There are issues with the percentage of capacity solution if they use the currently-available tools for implementing such. Adding a multiplier to MassCap on each component has the issue of stacking additively with every hull capacity bonus you have; a drive that has a -10% MassCap "bonus" which gets added to a ship will change the ship's maximum capacity by 10% of the base hull capacity rather than the current hull capacity, and while 25/50/75/100/250 for Tiny/Small/Medium/Large/Huge isn't the hardest thing in the world to remember, it can look kind of odd seeing a component which supposedly reduces hull capacity by 10% only reduce the actual hull capacity by, say, 5% since you have +100% hull capacity through technology, Hyperion Shrinkers, Helios Ore, and events, with each subsequent drive component costing relatively more of the current hull capacity, and there's also the rounding issue in the display with fractional hull capacities and hull capacity requirements. Adding a MovesCapMass multiplier to each of the hulls which makes drive components require a more or less constant fraction of the hull capacity has odd interactions with the techs reducing drive capacity requirements (if implemented as no modifier on tiny, +100% on small, +200% on medium, +300% on large, and +900% on huge, a 10% drive capacity requirement reduction from techs matters a lot on tiny hulls but almost not at all on huge hulls) and also requires a MovesCapManufacturingCost multiplier to keep production costs relative to the overall cost of the ship similar, and the addition of a MovesCapMaintenance variable would be useful to keep the drive upkeep relative to total ship upkeep constant and moreover to allow the drive upkeep to be increased for larger ships without also increasing the upkeep for all the other components on the ships, and if you had wanted the drive requirements relative to total ship capacity to remain constant even as hull capacity increases with tech, events, Helios Ore, and Hyperion Shrinkers, you'd need to add at least a MovesCapMass penalty to all of the things which affect hull capacity (and, as with the techs providing a reduction in MovesCapMass, you'd have issues where a bonus that matters a lot on a Tiny hull would have very little impact on a Huge hull).
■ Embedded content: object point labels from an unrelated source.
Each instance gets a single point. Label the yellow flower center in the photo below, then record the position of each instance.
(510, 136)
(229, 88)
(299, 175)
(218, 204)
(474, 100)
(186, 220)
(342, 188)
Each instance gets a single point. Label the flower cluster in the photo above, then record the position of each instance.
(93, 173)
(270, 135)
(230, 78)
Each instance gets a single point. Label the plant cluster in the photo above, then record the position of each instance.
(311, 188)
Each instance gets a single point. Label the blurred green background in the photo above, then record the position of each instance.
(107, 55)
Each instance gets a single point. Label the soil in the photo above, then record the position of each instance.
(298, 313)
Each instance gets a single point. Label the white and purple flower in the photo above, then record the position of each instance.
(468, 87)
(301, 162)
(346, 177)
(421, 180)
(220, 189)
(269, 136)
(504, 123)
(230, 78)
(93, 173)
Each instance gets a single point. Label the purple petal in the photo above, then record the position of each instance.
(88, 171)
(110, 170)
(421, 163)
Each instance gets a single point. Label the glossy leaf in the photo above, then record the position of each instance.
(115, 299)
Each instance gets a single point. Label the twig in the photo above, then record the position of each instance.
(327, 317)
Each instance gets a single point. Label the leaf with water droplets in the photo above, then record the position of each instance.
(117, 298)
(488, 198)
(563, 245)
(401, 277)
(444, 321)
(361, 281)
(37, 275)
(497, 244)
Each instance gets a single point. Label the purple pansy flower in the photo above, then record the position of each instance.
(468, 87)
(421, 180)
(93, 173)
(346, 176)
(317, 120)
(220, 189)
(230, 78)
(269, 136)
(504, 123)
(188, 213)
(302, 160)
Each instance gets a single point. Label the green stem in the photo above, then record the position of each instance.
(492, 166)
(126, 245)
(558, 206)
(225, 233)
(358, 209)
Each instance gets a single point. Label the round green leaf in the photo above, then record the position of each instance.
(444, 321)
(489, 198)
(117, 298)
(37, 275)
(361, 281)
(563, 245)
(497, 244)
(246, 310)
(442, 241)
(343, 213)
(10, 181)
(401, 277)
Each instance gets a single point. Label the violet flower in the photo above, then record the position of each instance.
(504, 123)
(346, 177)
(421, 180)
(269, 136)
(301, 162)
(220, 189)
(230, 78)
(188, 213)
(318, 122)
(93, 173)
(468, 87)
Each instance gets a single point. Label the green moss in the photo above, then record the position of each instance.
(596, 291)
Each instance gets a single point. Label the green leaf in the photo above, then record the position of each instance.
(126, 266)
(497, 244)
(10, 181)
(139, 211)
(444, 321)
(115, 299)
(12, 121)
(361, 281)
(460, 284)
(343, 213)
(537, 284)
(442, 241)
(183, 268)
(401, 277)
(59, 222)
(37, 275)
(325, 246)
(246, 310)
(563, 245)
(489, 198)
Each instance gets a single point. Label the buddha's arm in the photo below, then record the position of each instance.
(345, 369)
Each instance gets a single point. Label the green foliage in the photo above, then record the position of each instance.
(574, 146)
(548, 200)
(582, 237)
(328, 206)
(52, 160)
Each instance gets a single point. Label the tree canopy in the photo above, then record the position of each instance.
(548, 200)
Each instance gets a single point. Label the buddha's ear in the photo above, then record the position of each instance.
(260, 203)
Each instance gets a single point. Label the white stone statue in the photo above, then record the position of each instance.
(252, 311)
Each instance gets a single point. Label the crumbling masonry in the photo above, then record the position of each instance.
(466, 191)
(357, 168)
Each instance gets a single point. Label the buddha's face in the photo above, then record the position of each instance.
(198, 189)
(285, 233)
As I understand things, the 'percentage of capacity' thing is not decreasing the performance or increasing the cost of additional engines. Rather, it's making each component require ~X% of the ship's hull capacity, or perhaps a flat X capacity + Y% of the ship's maximum capacity. I.e. you'd have a drive which requires, say, 10 capacity + 10% of the hull capacity, for a total of 12.5 capacity on a Tiny hull, 15 capacity on a Small hull, 17.5 capacity on a Medium hull, 20 capacity on a Large hull, and 35 capacity on a Huge hull. Additional components would continue to require those same capacities. This is not a diminishing returns system; it is simply a system which keeps the drive costs relative to hull capacity somewhat more similar across hull classes.